Extraocular cytomegalovirus infection linked to increased morbidity, mortality
SAN DIEGO — Incidence of mortality and morbidity was significantly increased among patients with extraocular cytomegalovirus disease, according to a poster presented at the American Society of Retina Specialists annual meeting.
Nicola Y. Gan, MBBS, MMed (Ophth), and colleagues conducted a retrospective review of medical records for 101 patients diagnosed with cytomegalovirus (CMV) retinitis and HIV. Patients were categorized as having CMV retinitis only (73.3%) or extraocular CMV and CMV retinitis (26.7%). Primary outcome measures were mortality, CMV retinitis recurrence and development of immune-reactivation uveitis. Median follow-up time was 11.7 months.

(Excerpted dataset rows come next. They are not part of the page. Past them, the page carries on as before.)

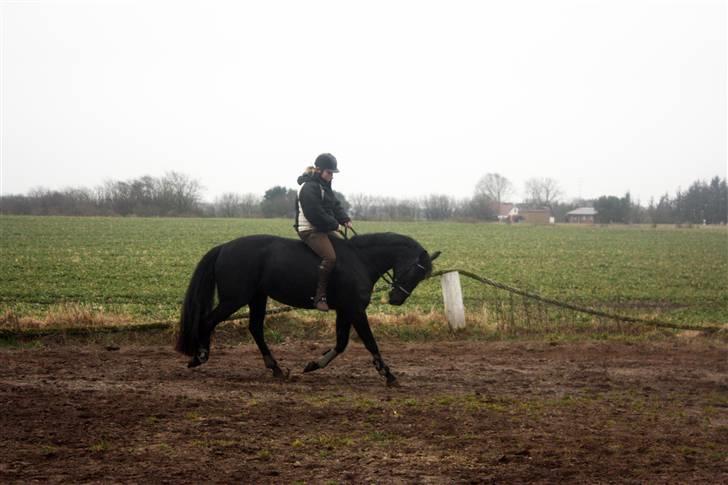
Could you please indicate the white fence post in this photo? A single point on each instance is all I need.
(452, 295)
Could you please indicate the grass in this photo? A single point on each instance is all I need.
(65, 270)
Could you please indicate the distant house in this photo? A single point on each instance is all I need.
(532, 216)
(504, 210)
(582, 215)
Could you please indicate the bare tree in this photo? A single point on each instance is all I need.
(542, 192)
(228, 205)
(438, 207)
(495, 187)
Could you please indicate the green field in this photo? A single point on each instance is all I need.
(139, 268)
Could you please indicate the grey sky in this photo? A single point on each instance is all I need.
(413, 97)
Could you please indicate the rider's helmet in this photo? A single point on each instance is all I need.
(326, 161)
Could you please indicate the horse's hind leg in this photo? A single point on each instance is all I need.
(257, 317)
(223, 310)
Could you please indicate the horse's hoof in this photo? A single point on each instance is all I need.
(278, 373)
(393, 382)
(203, 355)
(312, 366)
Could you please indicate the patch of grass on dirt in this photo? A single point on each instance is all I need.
(100, 446)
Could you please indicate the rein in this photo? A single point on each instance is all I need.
(387, 276)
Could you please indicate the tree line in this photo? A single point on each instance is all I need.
(176, 194)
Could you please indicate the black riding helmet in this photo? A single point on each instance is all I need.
(326, 161)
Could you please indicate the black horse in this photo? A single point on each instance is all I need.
(246, 271)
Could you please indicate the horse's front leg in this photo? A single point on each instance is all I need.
(361, 325)
(343, 327)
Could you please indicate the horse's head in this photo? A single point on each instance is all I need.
(408, 272)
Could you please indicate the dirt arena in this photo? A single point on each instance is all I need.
(466, 412)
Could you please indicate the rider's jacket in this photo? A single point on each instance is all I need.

Among patients in the CMV retinitis-only group, the mortality rate was 12.7 deaths per 100 person-years; in the group with concurrent extraocular CMV, the rate was 32.8 deaths per 100 person-years. Patients in the extraocular CMV group were found to have a shorter time to death.
Gan and colleagues also found greater bilateral involvement and larger CMV retinitis lesion size in patients with concurrent extraocular CMV disease.
No increase in CMV retinitis recurrence or immune-reactivation uveitis was associated with extraocular CMV disease; however, the risk of recurrence was significantly higher in eyes with immune-reactivation uveitis, according to the researchers.
Disclosure: Gan and colleagues have no relevant financial disclosures.